# Another Blonde Joke



## Reformingstudent (Jul 19, 2008)

As if there isn't enough. But this was cute and I wanted share it.

Two bowling teams, one of all blondes and one of all brunettes, charter a double-decker bus for a weekend trip.

The brunette team rode on the bottom of the bus, and the blonde team rode on the top level.

The brunette team down below really whooped it up, having a great time, when one of them realized she hadn't heard anything from the blondes upstairs.

She decided to go up and investigate.

When the brunette reached the top, she found all the blondes in fear, staring straight ahead at the road, clutching the seats in front of them with white knuckles.

the brunette asked, "What the heck's going on up here? We're having a great time downstairs!"

One of the blondes looked up at her, swallowed hard and whispered...

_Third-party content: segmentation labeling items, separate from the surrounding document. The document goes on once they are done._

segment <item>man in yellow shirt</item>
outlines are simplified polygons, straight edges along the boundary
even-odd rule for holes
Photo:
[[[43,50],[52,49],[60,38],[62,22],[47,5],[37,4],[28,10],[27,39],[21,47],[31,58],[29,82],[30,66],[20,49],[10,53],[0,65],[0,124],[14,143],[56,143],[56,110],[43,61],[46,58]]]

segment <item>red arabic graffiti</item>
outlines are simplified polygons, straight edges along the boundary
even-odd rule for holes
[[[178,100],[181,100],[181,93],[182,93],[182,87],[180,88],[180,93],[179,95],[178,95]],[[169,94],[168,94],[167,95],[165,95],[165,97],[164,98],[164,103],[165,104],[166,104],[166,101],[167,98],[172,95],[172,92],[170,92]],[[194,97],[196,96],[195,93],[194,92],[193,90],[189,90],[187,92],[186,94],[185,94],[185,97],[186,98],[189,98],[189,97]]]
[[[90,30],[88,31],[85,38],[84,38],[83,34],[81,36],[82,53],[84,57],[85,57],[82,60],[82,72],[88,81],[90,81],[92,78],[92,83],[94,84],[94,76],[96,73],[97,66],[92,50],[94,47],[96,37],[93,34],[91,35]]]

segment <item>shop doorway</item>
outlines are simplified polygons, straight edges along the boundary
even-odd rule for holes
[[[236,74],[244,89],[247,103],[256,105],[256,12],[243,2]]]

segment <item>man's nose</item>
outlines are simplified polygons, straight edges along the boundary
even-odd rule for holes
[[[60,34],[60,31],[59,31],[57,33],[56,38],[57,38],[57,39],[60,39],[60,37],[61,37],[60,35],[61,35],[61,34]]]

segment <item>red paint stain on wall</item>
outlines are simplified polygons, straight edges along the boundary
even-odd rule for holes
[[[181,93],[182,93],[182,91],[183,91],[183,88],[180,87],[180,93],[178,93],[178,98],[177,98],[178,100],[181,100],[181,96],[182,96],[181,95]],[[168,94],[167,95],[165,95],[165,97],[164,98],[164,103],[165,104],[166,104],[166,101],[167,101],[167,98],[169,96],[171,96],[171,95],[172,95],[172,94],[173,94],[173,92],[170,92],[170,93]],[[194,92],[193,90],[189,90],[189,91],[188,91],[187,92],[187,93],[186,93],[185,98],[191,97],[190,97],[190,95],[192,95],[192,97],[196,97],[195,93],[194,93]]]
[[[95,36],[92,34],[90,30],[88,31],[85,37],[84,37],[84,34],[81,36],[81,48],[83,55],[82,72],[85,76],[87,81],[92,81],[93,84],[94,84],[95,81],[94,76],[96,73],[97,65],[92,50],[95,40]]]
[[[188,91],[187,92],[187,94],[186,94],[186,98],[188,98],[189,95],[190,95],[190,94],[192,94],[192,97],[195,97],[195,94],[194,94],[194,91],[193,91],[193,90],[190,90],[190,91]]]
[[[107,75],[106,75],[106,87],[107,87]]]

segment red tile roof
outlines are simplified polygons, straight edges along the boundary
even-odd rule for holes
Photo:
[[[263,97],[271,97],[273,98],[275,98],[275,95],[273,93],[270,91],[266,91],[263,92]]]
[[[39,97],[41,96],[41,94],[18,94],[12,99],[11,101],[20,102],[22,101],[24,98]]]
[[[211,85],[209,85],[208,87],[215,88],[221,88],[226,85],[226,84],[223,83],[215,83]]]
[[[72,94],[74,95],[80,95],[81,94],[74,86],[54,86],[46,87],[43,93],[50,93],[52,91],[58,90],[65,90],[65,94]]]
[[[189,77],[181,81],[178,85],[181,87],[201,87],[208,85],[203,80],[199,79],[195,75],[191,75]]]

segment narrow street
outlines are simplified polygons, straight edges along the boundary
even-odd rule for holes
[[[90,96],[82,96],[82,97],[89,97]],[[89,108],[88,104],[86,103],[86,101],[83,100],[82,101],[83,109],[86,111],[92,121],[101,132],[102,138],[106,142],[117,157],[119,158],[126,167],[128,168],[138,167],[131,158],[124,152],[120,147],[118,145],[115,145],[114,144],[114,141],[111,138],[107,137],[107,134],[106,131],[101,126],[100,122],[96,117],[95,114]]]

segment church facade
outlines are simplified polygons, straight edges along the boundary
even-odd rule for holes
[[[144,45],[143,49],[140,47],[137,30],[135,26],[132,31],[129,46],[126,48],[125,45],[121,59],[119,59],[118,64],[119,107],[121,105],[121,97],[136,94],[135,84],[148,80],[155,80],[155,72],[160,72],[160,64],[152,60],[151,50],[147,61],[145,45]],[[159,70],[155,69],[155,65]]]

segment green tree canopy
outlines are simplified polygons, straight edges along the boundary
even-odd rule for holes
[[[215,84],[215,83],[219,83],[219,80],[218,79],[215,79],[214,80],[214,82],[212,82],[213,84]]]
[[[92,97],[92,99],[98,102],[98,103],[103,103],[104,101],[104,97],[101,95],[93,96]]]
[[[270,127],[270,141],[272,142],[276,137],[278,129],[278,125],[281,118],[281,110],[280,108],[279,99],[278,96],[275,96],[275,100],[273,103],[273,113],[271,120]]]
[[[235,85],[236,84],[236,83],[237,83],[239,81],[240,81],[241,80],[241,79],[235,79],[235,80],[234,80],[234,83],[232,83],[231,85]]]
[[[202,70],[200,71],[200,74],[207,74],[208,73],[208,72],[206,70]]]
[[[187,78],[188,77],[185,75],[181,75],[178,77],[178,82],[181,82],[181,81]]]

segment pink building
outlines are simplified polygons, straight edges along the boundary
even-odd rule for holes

"YEAH, BUT YOU'VE GOT A DRIVER!?!"


----------



## Anton Bruckner (Jul 19, 2008)

Hahahahahaha  :


----------



## Southern Presbyterian (Jul 19, 2008)




----------



## Presbyterian Deacon (Jul 19, 2008)




----------



## Herald (Jul 19, 2008)

I'd tell this joke to my wife but then one of you would have to put me up on your couch for the next week or two.


----------



## BJClark (Jul 20, 2008)




----------



## Mushroom (Jul 20, 2008)

This one is a true story. Years ago we were watching America's Most Wanted with my blond sister-in-law, and she asked aloud, "If they're able to get all these guys doin' stuff on film, why can't they catch 'em right then?".... Momentary silence... then howls of laughter... then, "What's so funny?" It was almost fatal.


----------



## etexas (Jul 20, 2008)

Well it is funny, BUT, I cannot share it with my wife, Megan was (sad sigh, racking sob) born blonde. She is sensitive to blonde jokes!


----------



## govols (Jul 21, 2008)

Too funny


----------



## moral necessity (Jul 21, 2008)

A man from my old church told me of a time that he and his wife were dating. After the date, he drove her back to her college in the middle of a snowstorm to drop her off and had a hard time finding a parking spot. She pointed out a vacant spot right next to her dormatory entrance, to which he replied, "but honey, it's a handicapped spot. I can't park there." She said, "well, I don't think any handicapped person will be parking their wheelchair there today, look how much it's snowing outside."

True story.......I guess that should have been a red flag for him right there.


----------